LE VOL ROUGE DU COURAGE

Je m’étais recroquevillée, la tête entre mes bras, seulement pour me protéger.

Je pleurais sans plus pouvoir contrôler mes sanglots.

Les soldats qui m’avaient emmenée jusqu’au wagon m’avaient brutalement jetée dans le train.

Destination: la mort, les camps.

Rentrera ne sait quand, si rentrera seulement.

Autour de moi, hagards, n’erraient que des regards perdus, éteints de toute lumière humaine.

« Le regard de presque cadavres »: pensais-je.

Où j’allais, n’en reviendrai jamais, pour sûr.

Le désespoir me submergea tant qu’il ne me sembla plus possible d’en être apaisée jusqu’à cette mort certaine.

Je suffoquais, secouée par mes pleurs et par l’odeur insupportable de transpiration, d’excréments et d’urine, qui me soulevait le cœur.

Du sang coulait de mes blessures, je tremblais.

Pourtant, personne ne semblait le remarquer.

Le train, à présent, était parti.

Dans l’obscurité, seule une planche arrachée à l’une des fenêtres condamnées, laissait passer un dernier rayon de jour, ce sombre jour qui tombait pour nous emmener au plus noir du désespoir.

C’est là que je la remarquais.

Minuscule tache rouge écarlate qui marchait tranquillement sur un brin de la paille qui recouvrait le sol maculé d’immondices.

Elle allait sans se soucier ni des gémissements ni des plaintes que chacun laissait échapper.

Je me rapprochais d’elle pour la faire monter sur mon doigt, puis sur ma main.

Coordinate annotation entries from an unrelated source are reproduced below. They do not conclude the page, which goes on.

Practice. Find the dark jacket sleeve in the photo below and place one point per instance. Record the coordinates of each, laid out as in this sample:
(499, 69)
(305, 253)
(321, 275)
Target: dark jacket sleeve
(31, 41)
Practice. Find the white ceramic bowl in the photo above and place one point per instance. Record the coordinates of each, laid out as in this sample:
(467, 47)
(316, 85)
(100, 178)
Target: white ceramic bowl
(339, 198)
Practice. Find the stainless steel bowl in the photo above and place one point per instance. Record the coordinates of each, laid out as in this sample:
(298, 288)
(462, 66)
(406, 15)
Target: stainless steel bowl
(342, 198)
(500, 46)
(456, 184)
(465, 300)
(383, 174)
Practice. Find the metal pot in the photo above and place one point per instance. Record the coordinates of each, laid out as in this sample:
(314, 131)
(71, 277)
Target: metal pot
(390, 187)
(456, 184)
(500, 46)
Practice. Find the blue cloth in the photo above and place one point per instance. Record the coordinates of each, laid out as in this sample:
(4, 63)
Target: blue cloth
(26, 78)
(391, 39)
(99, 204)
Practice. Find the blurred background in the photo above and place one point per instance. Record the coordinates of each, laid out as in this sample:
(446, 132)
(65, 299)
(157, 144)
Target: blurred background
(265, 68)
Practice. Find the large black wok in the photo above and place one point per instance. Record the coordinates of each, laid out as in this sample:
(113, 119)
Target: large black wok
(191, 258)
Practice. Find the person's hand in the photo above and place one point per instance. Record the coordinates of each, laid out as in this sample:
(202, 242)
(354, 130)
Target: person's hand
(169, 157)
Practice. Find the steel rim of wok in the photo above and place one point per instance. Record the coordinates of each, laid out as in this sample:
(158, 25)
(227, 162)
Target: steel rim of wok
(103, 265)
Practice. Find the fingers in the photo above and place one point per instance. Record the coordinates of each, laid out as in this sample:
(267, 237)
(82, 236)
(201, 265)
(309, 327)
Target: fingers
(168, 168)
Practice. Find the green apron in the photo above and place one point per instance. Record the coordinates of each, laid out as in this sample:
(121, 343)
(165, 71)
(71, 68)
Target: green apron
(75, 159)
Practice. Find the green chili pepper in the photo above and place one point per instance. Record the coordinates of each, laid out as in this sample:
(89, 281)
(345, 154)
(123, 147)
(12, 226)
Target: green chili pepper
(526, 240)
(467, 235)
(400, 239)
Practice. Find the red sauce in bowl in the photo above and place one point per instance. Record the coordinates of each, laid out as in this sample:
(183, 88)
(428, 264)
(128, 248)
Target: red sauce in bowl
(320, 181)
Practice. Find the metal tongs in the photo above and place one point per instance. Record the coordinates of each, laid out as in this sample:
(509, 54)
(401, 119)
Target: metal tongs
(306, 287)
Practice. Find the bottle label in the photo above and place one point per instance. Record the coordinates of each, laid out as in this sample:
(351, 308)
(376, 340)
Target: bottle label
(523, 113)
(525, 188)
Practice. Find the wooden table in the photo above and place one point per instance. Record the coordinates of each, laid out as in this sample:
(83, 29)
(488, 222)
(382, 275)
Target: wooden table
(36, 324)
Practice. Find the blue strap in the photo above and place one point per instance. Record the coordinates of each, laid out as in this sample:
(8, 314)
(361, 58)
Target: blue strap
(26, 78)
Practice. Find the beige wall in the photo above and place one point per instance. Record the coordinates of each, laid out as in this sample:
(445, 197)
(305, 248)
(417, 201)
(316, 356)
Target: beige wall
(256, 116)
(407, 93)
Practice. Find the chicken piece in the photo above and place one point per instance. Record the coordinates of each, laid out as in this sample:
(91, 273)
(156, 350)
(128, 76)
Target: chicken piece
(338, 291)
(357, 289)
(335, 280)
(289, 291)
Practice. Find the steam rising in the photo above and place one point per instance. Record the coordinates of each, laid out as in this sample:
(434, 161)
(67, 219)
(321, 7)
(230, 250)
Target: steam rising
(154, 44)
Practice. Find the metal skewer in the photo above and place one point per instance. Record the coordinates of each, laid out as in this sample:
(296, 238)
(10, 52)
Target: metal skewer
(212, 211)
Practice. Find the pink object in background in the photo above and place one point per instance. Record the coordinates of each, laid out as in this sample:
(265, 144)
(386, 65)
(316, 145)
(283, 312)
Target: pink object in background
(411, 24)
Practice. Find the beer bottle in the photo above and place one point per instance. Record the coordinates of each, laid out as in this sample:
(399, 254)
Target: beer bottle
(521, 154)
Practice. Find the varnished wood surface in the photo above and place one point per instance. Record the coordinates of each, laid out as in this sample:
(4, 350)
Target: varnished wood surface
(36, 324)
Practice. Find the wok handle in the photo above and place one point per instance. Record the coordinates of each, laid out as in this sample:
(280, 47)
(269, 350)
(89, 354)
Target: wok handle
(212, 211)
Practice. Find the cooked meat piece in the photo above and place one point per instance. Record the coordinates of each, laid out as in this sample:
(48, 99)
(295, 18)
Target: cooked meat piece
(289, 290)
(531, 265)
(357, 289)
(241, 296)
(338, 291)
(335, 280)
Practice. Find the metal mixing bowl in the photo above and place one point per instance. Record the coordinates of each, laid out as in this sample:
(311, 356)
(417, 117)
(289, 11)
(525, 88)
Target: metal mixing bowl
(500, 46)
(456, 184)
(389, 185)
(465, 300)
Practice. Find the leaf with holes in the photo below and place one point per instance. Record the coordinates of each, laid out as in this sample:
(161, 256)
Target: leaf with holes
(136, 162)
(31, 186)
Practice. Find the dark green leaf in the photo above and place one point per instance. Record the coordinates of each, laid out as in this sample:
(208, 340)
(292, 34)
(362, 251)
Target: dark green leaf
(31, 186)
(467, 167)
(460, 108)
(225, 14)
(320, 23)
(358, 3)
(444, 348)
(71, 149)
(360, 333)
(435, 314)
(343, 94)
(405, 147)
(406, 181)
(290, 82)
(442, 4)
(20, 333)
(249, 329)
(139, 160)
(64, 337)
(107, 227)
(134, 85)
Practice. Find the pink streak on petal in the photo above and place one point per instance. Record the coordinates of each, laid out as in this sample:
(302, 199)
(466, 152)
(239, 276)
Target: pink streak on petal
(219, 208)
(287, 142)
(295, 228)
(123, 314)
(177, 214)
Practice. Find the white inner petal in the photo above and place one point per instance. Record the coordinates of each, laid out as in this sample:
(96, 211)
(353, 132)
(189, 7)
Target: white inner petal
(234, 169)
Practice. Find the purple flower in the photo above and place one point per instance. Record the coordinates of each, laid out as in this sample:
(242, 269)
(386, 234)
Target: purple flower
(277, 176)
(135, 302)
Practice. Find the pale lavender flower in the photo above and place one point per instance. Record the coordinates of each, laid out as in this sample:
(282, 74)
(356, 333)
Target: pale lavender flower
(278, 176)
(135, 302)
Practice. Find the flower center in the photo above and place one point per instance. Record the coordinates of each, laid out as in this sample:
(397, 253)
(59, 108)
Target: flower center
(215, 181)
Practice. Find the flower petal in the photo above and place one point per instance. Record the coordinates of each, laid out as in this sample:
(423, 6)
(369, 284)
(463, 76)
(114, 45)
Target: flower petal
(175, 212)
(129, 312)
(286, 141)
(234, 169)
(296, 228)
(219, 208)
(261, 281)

Petite coccinelle toute à ses affaires.

Elle me rappelait mon enfance, le pur bonheur d’en trouver une, de la regarder tourner, virevolter,  puis reprendre son envol en battant des ailes, fragile et légère.

Nous lui faisions nos adieux en riant de joie.

Cette petite particule du souvenir de la paix qu’emplissait ma jeunesse insouciante fit naître en mon âme l’espérance, comme une lumière dissipe les ténèbres tout emplis des cauchemars d’une mauvaise nuit.

Je passais ma main dans l’ouverture et la laissais s’envoler.

Alors moi aussi me mis à voler, libre et confiante, laissant dans mon sillon l’oppression de la guerre, ses viols, ses peurs, et tout son désespoir.

J’ai survécu trois années dans les camps de la mort.

Jusqu’à ma libération, quand la guerre, enfin, fut finie.

Chaque jour me portait ce souvenir: l’envol de la petite coccinelle, qui s’était posée là, juste pour mon réconfort.

Il m’arriva encore d’en revoir quelques unes, quand, à bout de force, le courage venait à me manquer.

Elles suffisaient à me redonner un peu d’espoir.

Quelques gouttes de vie, pour continuer de survivre en cet enfer.

Le temps a passé.

Aujourd’hui que je suis âgée, de ce temps éloigné, n’en restent que de lointains souvenirs.

Mais s’il m’arrive certains jours, comme tout à chacun, d’avoir mauvais moral, mes prières à Dieu lui demandent de me faire rencontrer petite coccinelle.

Qu’il m’envoie toujours consoler mes chagrins.